Penulis bukanlah mufti agama yang punya wewenang memberikan fatwa hukum. Penulis cuma berharap para pengurus masjid (takmir) merespons kondisi ini dengan cepat. Sebab, masjid termasuk tempat yang berpotensi menjadi media penyebaran virus Corona.
Apalagi tidak semua jamaah paham tentang kesehatan. Meskipun batuk, demam, terkadang ada saja jamaah yang nekat datang ke masjid. Entah motivasinya apa, yang jelas, hal tersebut mengganggu kekhusyukan dan membahayakan jamaah lainnya.
Jika masjid merupakan tempat menegakkan sunnah, salah satunya shalat berjamaah, mengapa tidak? Sunnah untuk meninggalkan shalat berjamaah sekali-sekali juga perlu diterapkan. Sehingga jamaah menjadi paham, bahwa selain sunnah shalat berjamaah juga ada sunnah meninggalkan shalat berjamaah. Toh, alasan rasional yang mensyaratkan qiyas (analogi) terhadap peristiwa di atas sudah terpenuhi.
Tulisan ini hanya berkepentingan menaruh harapan pada pihak-pihak yang berwenang untuk segera membuat sebuah fatwa terkait masalah yang penulis ajukan. Terlepas dari ormas apapun, Muhammadiyah, NU, kelompok Salafi, atau yang lainnya, wabah ini perlu disikapi secara bijak.

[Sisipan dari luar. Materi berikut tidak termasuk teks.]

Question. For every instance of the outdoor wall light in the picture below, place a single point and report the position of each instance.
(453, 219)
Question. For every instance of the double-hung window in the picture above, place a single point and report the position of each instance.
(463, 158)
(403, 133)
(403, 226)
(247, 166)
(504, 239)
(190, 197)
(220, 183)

Sebab, ternyata virus Corona tidak pandang bulu dan tidak mengenal klasifikasi. Mulai dari yang kaya dan miskin, pejabat atau rakyat jelata, baik Muhammadiyah, NU, kelompok Salafi, semua dapat terinfeksi. Penyebaran virus ini juga tidak melihat GPS, bisa terjadi di mana saja, di masjid, gereja, pasar, stasiun, dan sekolah.

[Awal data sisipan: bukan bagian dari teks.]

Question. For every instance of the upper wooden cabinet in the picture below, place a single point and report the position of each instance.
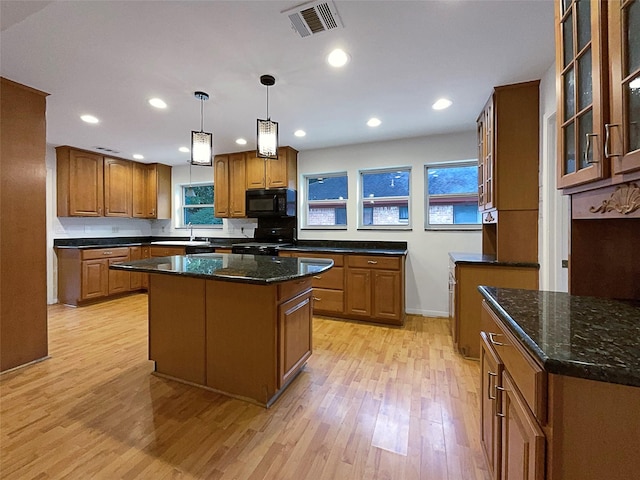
(598, 70)
(508, 129)
(90, 185)
(508, 138)
(229, 183)
(151, 191)
(267, 173)
(79, 183)
(117, 187)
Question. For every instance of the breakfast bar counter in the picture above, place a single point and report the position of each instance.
(235, 324)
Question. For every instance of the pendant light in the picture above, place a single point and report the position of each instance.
(201, 142)
(267, 130)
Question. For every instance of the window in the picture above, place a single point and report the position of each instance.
(326, 200)
(452, 196)
(197, 205)
(384, 198)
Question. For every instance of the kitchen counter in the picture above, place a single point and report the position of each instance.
(585, 337)
(480, 259)
(257, 269)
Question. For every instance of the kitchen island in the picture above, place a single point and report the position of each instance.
(560, 381)
(235, 324)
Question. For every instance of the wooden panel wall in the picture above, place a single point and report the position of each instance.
(23, 276)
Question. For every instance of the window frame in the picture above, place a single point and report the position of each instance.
(361, 200)
(453, 226)
(305, 201)
(182, 206)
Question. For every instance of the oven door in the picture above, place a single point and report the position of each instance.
(262, 203)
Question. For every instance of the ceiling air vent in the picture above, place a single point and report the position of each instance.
(314, 17)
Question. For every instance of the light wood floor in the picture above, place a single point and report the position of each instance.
(372, 403)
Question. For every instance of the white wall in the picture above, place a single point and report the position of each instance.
(428, 260)
(553, 231)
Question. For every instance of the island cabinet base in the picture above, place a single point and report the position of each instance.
(248, 341)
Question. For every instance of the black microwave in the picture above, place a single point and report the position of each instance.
(271, 202)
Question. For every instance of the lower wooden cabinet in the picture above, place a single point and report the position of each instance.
(375, 288)
(465, 301)
(294, 332)
(363, 287)
(84, 275)
(511, 411)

Pokoknya, di mana ada kerumunan massa, di situlah penyebaran akan terjadi. Apalagi menurut prediksi para ahli (medis), puncak penyebaran virus ini terjadi pada saat Ramadhan. Padahal, Bulan Ramadhan penuh sekali dengan aktivitas yang berbau kerumunan. Mulai dari tarawih, buka bersama, i’tikaf, dan sebagainya. Bukankah mencegah lebih baik daripada mengobati? Wallahu’alam.